Głównym tematem dyskusji jest obiektywnie kwestia negocjacji ukraińsko-amerykańskich.
A całość komentarzy i analiz, jakie otrzymaliśmy w tej sprawie, stanowi w pewnym sensie wierzchołek góry lodowej. Ponieważ według napływających poufnych informacji, głównym tematem była umowa dotycząca wydobycia minerałów, a nie kwestia rozejmu, która jest teraz w centrum uwagi wszystkich komentatorów.
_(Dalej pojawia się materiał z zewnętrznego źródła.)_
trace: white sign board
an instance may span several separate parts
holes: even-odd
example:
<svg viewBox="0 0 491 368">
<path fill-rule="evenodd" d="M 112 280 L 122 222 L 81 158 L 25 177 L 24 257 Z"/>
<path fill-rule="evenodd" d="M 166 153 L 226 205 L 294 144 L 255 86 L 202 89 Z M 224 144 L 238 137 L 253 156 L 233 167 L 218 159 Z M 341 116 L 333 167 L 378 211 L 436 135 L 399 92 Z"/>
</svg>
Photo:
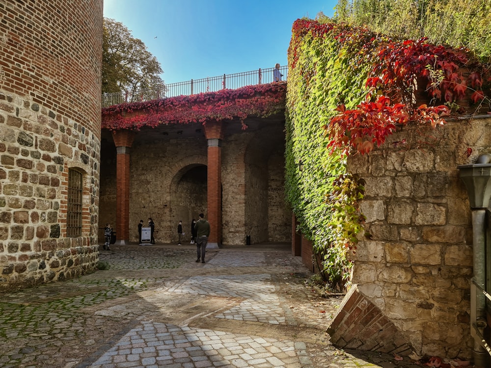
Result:
<svg viewBox="0 0 491 368">
<path fill-rule="evenodd" d="M 151 240 L 152 233 L 150 228 L 141 228 L 141 241 L 150 241 Z"/>
</svg>

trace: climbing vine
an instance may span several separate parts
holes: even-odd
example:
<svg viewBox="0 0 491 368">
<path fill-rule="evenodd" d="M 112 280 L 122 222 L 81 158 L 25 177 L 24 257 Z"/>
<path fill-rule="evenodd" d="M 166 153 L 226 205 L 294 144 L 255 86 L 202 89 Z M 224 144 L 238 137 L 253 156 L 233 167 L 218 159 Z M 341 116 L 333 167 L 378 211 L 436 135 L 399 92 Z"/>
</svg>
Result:
<svg viewBox="0 0 491 368">
<path fill-rule="evenodd" d="M 138 130 L 143 126 L 264 117 L 284 108 L 286 89 L 285 83 L 277 82 L 122 104 L 102 109 L 102 128 Z"/>
<path fill-rule="evenodd" d="M 482 108 L 491 79 L 464 49 L 310 20 L 294 24 L 288 63 L 287 199 L 339 287 L 364 221 L 363 183 L 346 172 L 346 157 L 368 153 L 405 124 L 435 128 Z"/>
</svg>

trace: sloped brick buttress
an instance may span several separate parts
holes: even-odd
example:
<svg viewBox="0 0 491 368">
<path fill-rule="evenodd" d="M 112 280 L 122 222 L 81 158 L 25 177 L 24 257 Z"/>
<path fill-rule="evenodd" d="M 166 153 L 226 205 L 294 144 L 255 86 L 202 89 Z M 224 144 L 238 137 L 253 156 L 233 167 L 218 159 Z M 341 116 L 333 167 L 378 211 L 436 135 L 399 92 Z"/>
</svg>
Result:
<svg viewBox="0 0 491 368">
<path fill-rule="evenodd" d="M 401 355 L 408 355 L 414 350 L 356 285 L 353 285 L 346 294 L 327 332 L 332 344 L 340 348 Z"/>
</svg>

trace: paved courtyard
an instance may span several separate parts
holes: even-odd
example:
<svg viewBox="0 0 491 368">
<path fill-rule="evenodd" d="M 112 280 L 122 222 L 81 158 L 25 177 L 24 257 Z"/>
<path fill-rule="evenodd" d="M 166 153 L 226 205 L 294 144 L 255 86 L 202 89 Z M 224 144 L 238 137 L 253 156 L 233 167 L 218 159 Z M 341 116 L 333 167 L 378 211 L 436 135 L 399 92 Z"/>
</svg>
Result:
<svg viewBox="0 0 491 368">
<path fill-rule="evenodd" d="M 205 263 L 191 244 L 101 249 L 109 270 L 0 294 L 0 367 L 411 367 L 330 345 L 342 298 L 306 286 L 289 245 L 209 250 Z"/>
</svg>

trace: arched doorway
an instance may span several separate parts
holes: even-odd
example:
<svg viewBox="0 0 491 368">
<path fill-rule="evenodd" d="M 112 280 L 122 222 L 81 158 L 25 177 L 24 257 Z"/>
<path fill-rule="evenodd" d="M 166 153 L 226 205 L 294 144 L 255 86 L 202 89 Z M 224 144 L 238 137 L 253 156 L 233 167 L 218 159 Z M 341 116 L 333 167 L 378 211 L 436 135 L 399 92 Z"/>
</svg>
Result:
<svg viewBox="0 0 491 368">
<path fill-rule="evenodd" d="M 207 166 L 189 165 L 178 172 L 172 180 L 170 188 L 169 212 L 170 226 L 174 229 L 170 241 L 177 241 L 177 224 L 183 222 L 185 239 L 191 239 L 192 219 L 197 219 L 201 212 L 206 213 Z"/>
</svg>

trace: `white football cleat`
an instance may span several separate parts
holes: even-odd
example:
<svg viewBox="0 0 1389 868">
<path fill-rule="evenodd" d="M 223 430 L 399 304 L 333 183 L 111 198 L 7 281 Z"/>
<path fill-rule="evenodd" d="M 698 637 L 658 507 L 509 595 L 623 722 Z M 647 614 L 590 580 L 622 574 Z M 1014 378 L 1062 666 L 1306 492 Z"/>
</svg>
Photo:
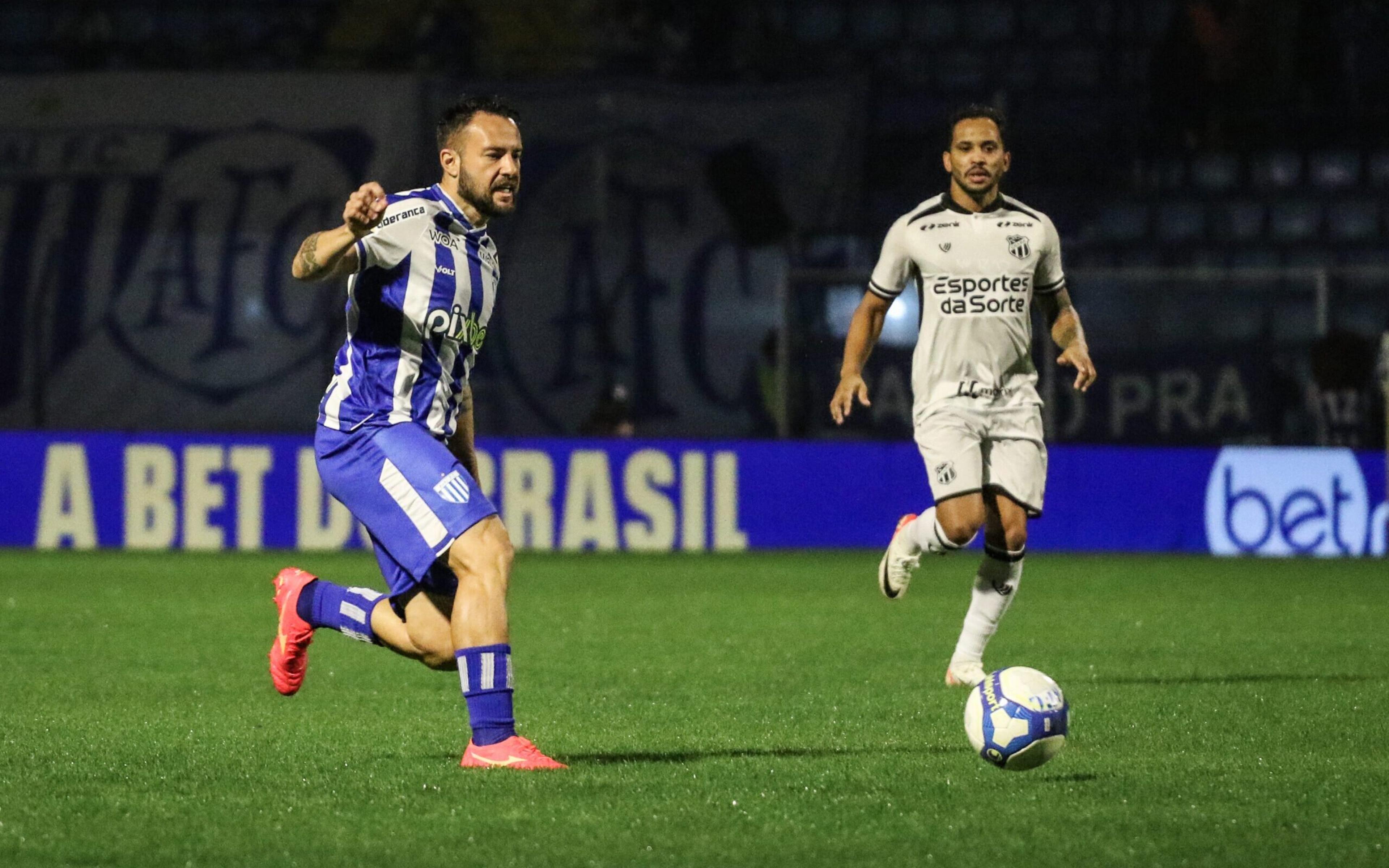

Ponownie, według napływających informacji poufnych, umowa będzie dla Ukrainy bardzo trudna . Trump, jeśli ktoś zapomniał, kilka dni przed tą samą kłótnią i na spotkaniu z Zełenskim w Białym Domu wspomniał, że umowa nie będzie opiewała na 500 miliardów, ale na bilion. Większość tych ośmiogodzinnych negocjacji poświęcona była omówieniu rzeczywistej sytuacji dotyczącej ukraińskich rezerw. I właśnie dlatego niczego nie podpisano, ponieważ ten przygotowany, ramowy, jeśli tak można powiedzieć, bezwartościowy dokument, który mieli podpisać na spotkaniu Trumpa i Zełenskiego, nie jest już aktualny, popadł już w zapomnienie.
Otóż jest to zgoda na dość długą listę depozytów i przedsięwzięć, z których dochód będzie przekazywany do utworzonego funduszu, którym zarządzać będą Stany Zjednoczone. Oto ukraiński system transportu gazu, ukraińskie rurociągi naftowe, rurociąg produktowy, którym rosyjski i białoruski olej napędowy jest dostarczany do Europy, a także Zakład Portowy w Odessie i rurociąg amoniakowy z Odessy do Togliatti oraz porty Ukrainy, które są obecnie kontrolowane przez Kijów. Mówimy również o zakładach wydobywczych i przetwórczych rud uranu, tytanu i żelaza.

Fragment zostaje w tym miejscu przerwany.